Battlepanda: The political is personal

Battlepanda

Always trying to figure things out with the minimum of bullshit and the maximum of belligerence.

Friday, May 26, 2006

The political is personal

"The Personal is Political" was the rallying cry of the feminists in the 60's. It was a powerful slogan designed to break through the barrier between sexual equality as a theoretical artifact and ordinary women's everyday lives. Now if I may be permitted to steal the phrase and turn it around, I'd like to point out that the vice versa is also true -- When it comes to ethical behavior, the political can be deeply personal. It is not enough to restrict ourselves to the limited sphere of our own lives when we work to affect the issues we care deeply about. America is a country of individualists, and we are a sucker for arguments that are couched in the language of choice. However, at some point we have to realize that to steer this handbasket away from the hell-wards direction, we're going to have to work together.

Brad Plumer has a knock-out post up about how the excess garbage problem, caused by excessive packaging, resulted in a wave of public discontent after the Second World War. This discontent pushed lawmakers to start passing laws against excessive packaging. Had we gone in that direction, undoubtedly we would not be living in an America where 1/3 of our considerable garbage output comes from packaging. Instead, what we got was the anti-litter movement, which effectively atomized and dispersed the support for laws curtailing excess packaging by removing the most visible aspect of the garbage problem and putting the responsibility on the individual/consumers rather than the businesses/sellers.

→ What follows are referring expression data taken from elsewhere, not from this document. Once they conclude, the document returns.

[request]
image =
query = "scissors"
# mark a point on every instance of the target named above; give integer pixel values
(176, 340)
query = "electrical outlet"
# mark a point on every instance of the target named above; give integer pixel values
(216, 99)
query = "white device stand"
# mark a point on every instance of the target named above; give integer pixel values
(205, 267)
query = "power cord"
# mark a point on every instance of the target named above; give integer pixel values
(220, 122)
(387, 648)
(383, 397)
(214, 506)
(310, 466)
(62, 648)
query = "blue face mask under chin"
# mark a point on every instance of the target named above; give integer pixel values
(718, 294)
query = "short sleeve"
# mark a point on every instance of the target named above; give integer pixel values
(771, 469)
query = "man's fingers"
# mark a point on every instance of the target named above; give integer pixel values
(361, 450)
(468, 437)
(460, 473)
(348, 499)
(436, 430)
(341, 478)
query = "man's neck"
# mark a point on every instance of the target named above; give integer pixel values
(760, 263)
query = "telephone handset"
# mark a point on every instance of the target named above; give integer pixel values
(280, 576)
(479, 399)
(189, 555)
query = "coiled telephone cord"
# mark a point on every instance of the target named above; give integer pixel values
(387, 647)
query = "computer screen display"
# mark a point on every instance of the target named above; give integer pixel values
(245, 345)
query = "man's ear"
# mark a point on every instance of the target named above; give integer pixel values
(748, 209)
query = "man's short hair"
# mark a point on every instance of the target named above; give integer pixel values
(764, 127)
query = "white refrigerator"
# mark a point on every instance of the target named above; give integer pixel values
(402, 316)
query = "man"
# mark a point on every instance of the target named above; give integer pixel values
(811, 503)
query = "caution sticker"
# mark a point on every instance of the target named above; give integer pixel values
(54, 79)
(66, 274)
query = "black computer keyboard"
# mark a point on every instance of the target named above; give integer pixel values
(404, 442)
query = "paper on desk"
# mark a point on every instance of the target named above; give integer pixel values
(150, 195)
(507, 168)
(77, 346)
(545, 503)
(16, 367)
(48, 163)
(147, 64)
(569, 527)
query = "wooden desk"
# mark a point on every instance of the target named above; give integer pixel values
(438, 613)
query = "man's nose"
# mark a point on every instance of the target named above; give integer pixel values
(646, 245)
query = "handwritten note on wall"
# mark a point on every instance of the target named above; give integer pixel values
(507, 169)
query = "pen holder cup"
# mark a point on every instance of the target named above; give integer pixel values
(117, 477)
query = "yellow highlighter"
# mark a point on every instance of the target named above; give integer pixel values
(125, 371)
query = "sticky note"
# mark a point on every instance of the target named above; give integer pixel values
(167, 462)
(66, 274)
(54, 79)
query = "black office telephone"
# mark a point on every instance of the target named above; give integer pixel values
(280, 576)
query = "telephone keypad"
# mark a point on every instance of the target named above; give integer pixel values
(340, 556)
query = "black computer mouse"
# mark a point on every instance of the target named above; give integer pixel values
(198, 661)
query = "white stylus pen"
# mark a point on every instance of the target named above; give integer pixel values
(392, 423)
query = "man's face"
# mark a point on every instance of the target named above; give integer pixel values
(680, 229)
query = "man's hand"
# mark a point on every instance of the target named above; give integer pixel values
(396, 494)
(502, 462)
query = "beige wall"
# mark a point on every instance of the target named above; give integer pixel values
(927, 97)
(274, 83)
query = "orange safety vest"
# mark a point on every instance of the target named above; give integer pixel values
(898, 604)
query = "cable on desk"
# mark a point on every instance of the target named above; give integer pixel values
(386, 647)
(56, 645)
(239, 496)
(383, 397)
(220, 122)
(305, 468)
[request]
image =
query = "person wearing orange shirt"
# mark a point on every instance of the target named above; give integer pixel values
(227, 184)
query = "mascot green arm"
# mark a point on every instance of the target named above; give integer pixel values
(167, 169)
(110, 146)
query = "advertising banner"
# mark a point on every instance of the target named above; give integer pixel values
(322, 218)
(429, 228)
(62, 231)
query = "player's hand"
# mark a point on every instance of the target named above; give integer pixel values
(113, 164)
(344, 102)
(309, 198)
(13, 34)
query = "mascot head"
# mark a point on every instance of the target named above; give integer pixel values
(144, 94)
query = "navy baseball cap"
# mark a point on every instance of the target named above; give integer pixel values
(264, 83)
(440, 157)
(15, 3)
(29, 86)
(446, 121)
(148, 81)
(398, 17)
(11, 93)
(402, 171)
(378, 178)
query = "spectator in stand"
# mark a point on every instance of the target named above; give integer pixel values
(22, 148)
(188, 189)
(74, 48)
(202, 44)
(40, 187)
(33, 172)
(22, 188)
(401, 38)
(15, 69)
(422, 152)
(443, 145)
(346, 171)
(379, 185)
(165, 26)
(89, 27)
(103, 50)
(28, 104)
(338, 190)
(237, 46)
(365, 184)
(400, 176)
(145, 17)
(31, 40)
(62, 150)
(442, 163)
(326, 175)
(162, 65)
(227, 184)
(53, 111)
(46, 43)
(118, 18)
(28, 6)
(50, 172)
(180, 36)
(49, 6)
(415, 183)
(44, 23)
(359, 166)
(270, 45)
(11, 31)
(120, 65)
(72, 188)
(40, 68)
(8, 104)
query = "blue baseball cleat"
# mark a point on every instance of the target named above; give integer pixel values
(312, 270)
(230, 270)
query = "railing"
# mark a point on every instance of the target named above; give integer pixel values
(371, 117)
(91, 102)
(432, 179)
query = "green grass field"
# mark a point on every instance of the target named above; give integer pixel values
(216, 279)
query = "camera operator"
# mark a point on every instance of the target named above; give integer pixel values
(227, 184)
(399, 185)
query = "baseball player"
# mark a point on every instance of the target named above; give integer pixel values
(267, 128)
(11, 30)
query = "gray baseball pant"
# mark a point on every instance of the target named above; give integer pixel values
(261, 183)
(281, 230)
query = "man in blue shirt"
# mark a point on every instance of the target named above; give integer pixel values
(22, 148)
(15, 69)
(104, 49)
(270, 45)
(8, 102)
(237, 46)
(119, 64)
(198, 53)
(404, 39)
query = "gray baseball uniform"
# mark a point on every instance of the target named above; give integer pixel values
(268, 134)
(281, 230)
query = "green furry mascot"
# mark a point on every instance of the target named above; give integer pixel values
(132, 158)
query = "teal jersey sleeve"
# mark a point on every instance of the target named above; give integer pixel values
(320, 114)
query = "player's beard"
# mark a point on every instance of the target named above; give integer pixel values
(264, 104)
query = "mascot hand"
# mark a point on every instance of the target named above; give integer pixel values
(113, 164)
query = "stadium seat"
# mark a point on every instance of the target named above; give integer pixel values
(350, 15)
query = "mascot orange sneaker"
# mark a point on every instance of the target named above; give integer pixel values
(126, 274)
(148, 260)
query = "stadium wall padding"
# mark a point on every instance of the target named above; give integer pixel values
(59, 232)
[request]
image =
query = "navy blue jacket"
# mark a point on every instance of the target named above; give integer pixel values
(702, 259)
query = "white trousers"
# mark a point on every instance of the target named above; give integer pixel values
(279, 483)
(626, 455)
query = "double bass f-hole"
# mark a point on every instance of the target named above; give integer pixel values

Now, where does this attitude seem familiar from...oh yeah.

[Dick Cheney:] Conservation may be a sign of personal virtue, but it is not a sufficient basis for a sound, comprehensive energy policy.

This is the Republican-business complex M.O. when it comes to dealing with environmental issues -- trivialization through isolation.
Brad gets some excellent assist from John of Dymaxion World:
Conservatives love to rail on about "personal responsibility", but in the modern era that has next to no meaning. Exactly how, pray, am I - a conscientious ecologically-minded person - supposed to dramatically cut my CO2 emissions? I can't, for the very simple reason that all of my available options are carbon-intense. I can choose between the lesser of two evils (say, mass transit over a car) but seriously reducing my personal footprint requires - you guessed it - collective responsibility.

This applies to issues beyond the environment. If I might be allowed to quote myself from an earlier post calle "The Moral Maze of Meat":
When people talk about the ethics of meat eating/factory farming, they are almost always talking about personal consumer choice. But I think real concrete improvement in conditions is far more likely to come from the political direction. We
won't abolish factory farming, but if we unite the voting power of everyone
who agrees that animals needs to get treated better in this country, we can get
regulation passed that guarentee a certain square footage for each chicken
in a factory farm -- or maximum distance for livestock transport -- or
humane procedures for minimizing stress during the slaughtering process.

My libertarian friends are probably mewling murderously about statist interventions and such. Well, have they got any better ideas? And don't tell me that if we really cared about a clean planet and no-destruction-from-global-warming enough, the free-market fairy will make it available on aisle 7 of your local megalomart.